What is Data Scraping; Is it legal? Who does it?

blog/DataScraping-blog-crop-v1.png

What is it?

“Data scraping is a technique in which a computer program [usually called a ‘bot’] extracts data from human-readable output coming from another program.” https://en.wikipedia.org/wiki/Data_scraping

According to the School of Data; it is the method of extracting data hidden in documents – such as Web Pages and PDFs to make it usable for further processing. There are scraper extensions you can get from the Chrome Store that help you get data into a spreadsheet format and anyone with a moderate understanding of programming can do this.

Is it legal?

It is still debatable and although it can be seen as stealing or a breach of copyright if bots are aggressively scraping content from your website, there have been cases that have been won and lost in court against scraping.

In the case of Craigslist vs 3Taps in 2013, 3Taps was found to have violated Craigslist’s terms of service and thus accessing the content illegally. Craigslist invoked a controversial anti-hacking law and a federal judge ruled that the “IP rotation technology” 3Taps used to disguise its identity in order to continue scraping data from the Craigslist site, was enough to violate this anti-hacking statute.

A lot of companies now put something in their Terms & Conditions agreement of their website to include scraping as a copyright infringement.

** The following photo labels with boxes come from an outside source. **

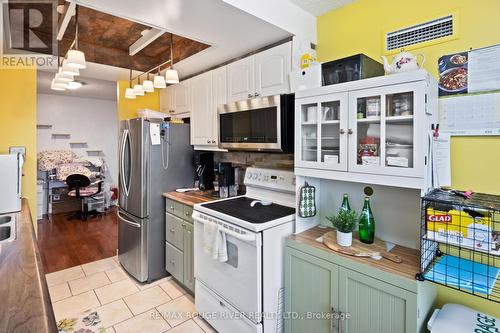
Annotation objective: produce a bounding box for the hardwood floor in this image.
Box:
[38,209,118,273]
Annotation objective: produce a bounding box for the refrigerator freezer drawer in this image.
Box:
[118,210,149,282]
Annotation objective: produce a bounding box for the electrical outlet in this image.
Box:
[9,146,26,159]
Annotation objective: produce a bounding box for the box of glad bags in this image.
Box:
[426,207,500,255]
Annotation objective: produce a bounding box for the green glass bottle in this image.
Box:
[340,193,351,212]
[358,197,375,244]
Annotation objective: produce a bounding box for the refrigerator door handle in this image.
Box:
[120,129,130,197]
[116,211,141,228]
[17,154,22,197]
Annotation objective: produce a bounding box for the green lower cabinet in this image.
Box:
[285,245,435,333]
[184,223,194,291]
[285,248,338,333]
[165,199,194,293]
[339,268,417,333]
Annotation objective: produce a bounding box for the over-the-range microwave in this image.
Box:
[218,94,295,153]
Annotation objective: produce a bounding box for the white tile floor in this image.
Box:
[46,257,215,333]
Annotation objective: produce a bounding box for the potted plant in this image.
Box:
[326,209,358,246]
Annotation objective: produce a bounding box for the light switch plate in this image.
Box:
[9,146,26,159]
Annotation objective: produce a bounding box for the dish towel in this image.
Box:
[203,223,227,262]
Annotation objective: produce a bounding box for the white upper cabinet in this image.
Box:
[255,42,292,96]
[190,71,213,146]
[227,42,292,102]
[295,70,437,190]
[173,79,191,114]
[227,56,255,102]
[212,66,227,146]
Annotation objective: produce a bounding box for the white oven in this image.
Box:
[193,212,262,323]
[193,168,295,333]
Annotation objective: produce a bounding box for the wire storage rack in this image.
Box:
[416,189,500,303]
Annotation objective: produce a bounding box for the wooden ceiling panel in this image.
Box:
[11,3,209,71]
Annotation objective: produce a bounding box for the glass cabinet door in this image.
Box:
[349,84,425,176]
[300,103,318,162]
[298,94,347,171]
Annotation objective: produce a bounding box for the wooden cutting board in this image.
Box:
[323,231,403,263]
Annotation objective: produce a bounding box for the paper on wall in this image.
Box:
[468,45,500,93]
[430,132,451,187]
[439,93,500,135]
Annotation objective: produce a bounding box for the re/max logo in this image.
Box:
[427,214,451,223]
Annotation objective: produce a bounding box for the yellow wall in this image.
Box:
[117,81,160,120]
[0,68,36,217]
[317,0,500,317]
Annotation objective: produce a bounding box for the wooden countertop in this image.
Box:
[288,227,420,280]
[0,199,57,332]
[163,191,220,206]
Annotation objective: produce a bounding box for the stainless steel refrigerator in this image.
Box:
[118,118,193,282]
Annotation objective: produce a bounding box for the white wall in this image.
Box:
[37,94,118,184]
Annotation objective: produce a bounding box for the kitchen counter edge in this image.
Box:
[163,191,220,206]
[0,199,57,332]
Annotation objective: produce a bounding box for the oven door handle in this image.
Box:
[193,213,257,242]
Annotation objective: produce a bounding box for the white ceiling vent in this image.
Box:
[385,15,453,51]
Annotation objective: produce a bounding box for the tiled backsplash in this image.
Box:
[214,152,293,170]
[214,152,293,190]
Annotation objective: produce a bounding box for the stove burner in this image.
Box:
[202,197,295,224]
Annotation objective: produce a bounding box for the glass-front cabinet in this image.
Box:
[295,71,437,189]
[348,83,425,176]
[296,93,348,171]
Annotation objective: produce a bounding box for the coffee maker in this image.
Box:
[217,162,237,198]
[195,152,215,191]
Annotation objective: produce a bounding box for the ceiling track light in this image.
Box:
[66,6,87,69]
[153,67,167,89]
[134,75,144,96]
[50,6,87,91]
[125,33,179,99]
[165,33,179,84]
[142,73,155,92]
[50,79,66,91]
[125,70,135,99]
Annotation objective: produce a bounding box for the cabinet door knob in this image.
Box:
[330,308,338,332]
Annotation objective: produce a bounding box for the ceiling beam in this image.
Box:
[57,2,76,40]
[129,28,165,55]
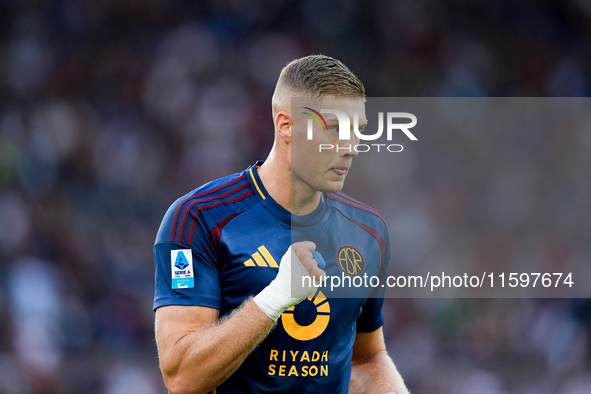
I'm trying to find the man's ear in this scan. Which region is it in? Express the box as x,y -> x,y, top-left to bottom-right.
275,111 -> 291,143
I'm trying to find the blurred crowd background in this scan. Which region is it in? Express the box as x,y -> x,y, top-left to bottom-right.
0,0 -> 591,394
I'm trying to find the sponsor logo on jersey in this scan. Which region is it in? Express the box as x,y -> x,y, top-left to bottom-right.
244,245 -> 279,268
170,249 -> 195,289
281,290 -> 330,341
267,290 -> 330,377
337,245 -> 365,276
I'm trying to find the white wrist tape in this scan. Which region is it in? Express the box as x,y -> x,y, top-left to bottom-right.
254,246 -> 316,321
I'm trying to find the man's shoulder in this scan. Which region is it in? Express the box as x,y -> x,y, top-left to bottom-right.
157,171 -> 257,244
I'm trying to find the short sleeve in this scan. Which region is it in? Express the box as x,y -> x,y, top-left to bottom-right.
153,242 -> 221,310
153,199 -> 221,310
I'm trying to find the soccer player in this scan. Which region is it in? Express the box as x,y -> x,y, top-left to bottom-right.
154,55 -> 408,394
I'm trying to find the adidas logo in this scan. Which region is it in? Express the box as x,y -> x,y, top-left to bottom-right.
244,245 -> 279,268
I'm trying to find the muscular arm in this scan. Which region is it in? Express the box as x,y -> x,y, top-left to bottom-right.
155,241 -> 326,394
156,300 -> 275,394
349,328 -> 409,394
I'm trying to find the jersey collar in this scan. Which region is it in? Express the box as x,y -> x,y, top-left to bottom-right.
245,160 -> 326,227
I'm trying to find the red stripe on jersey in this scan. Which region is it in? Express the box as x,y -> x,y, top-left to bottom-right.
170,175 -> 246,242
210,211 -> 244,252
185,190 -> 254,246
176,182 -> 250,242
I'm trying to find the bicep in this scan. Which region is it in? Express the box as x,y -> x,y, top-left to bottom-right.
154,305 -> 220,361
351,327 -> 386,363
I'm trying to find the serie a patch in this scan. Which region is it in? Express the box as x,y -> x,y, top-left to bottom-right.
170,249 -> 195,289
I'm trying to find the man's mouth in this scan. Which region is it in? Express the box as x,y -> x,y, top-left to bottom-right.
331,167 -> 348,175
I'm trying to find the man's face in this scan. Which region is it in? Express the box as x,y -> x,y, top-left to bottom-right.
291,97 -> 367,193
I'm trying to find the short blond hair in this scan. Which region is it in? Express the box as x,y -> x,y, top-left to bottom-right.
277,54 -> 365,97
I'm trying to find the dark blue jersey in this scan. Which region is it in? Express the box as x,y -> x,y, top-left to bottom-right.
154,162 -> 390,393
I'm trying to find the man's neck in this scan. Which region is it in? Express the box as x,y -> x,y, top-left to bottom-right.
258,156 -> 322,216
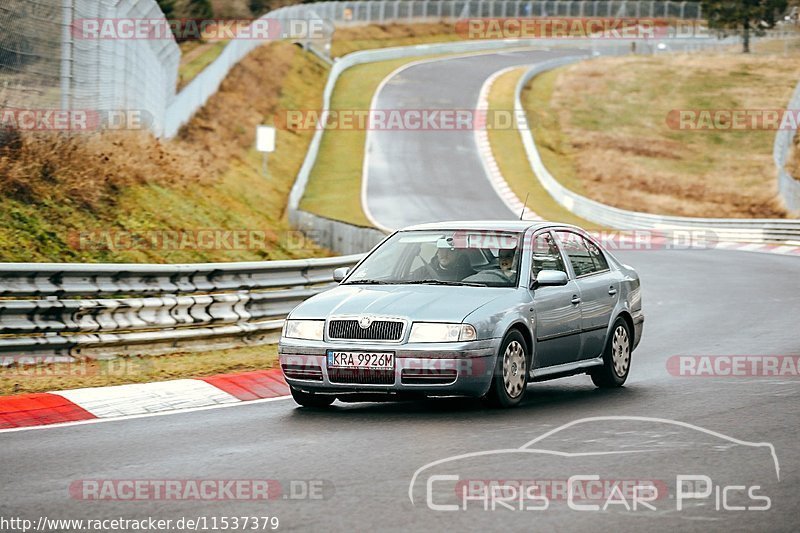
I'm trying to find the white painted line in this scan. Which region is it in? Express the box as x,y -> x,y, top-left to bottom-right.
52,379 -> 240,418
473,65 -> 542,220
361,46 -> 552,229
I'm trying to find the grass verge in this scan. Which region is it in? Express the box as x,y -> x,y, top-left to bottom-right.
523,51 -> 800,218
487,67 -> 596,228
331,22 -> 464,57
0,344 -> 278,395
300,58 -> 419,226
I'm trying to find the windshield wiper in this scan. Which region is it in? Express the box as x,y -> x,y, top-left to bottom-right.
403,279 -> 486,287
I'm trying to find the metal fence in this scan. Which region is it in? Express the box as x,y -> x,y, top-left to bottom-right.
0,0 -> 180,137
0,255 -> 361,365
514,56 -> 800,244
0,0 -> 702,137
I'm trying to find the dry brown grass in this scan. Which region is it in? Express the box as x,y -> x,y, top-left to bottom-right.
0,42 -> 327,262
0,132 -> 209,210
526,53 -> 800,218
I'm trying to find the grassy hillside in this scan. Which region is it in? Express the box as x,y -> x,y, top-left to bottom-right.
523,49 -> 800,218
0,43 -> 327,262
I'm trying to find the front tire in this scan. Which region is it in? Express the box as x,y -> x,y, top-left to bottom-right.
289,385 -> 336,408
589,318 -> 633,389
483,330 -> 528,408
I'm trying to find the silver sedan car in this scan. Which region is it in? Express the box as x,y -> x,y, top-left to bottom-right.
279,221 -> 644,407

So scraping could be considered illegal if it violates these T&Cs and could be deemed as 'accessing the content without authorisation', therefore being in violation of the 'Computer Fraud and Abuse Act', but just having something in your T&Cs does not necessarily mean it is a legally binding agreement.

In the case of blogs/main page content, if bots steal your content and post it elsewhere then it will become duplicate content, which hurts not only your SEO but also potentially your brand, if it’s used in the wrong way. You can quickly check if anyone has stolen/duplicated your content by using Copyscape.

Who does it?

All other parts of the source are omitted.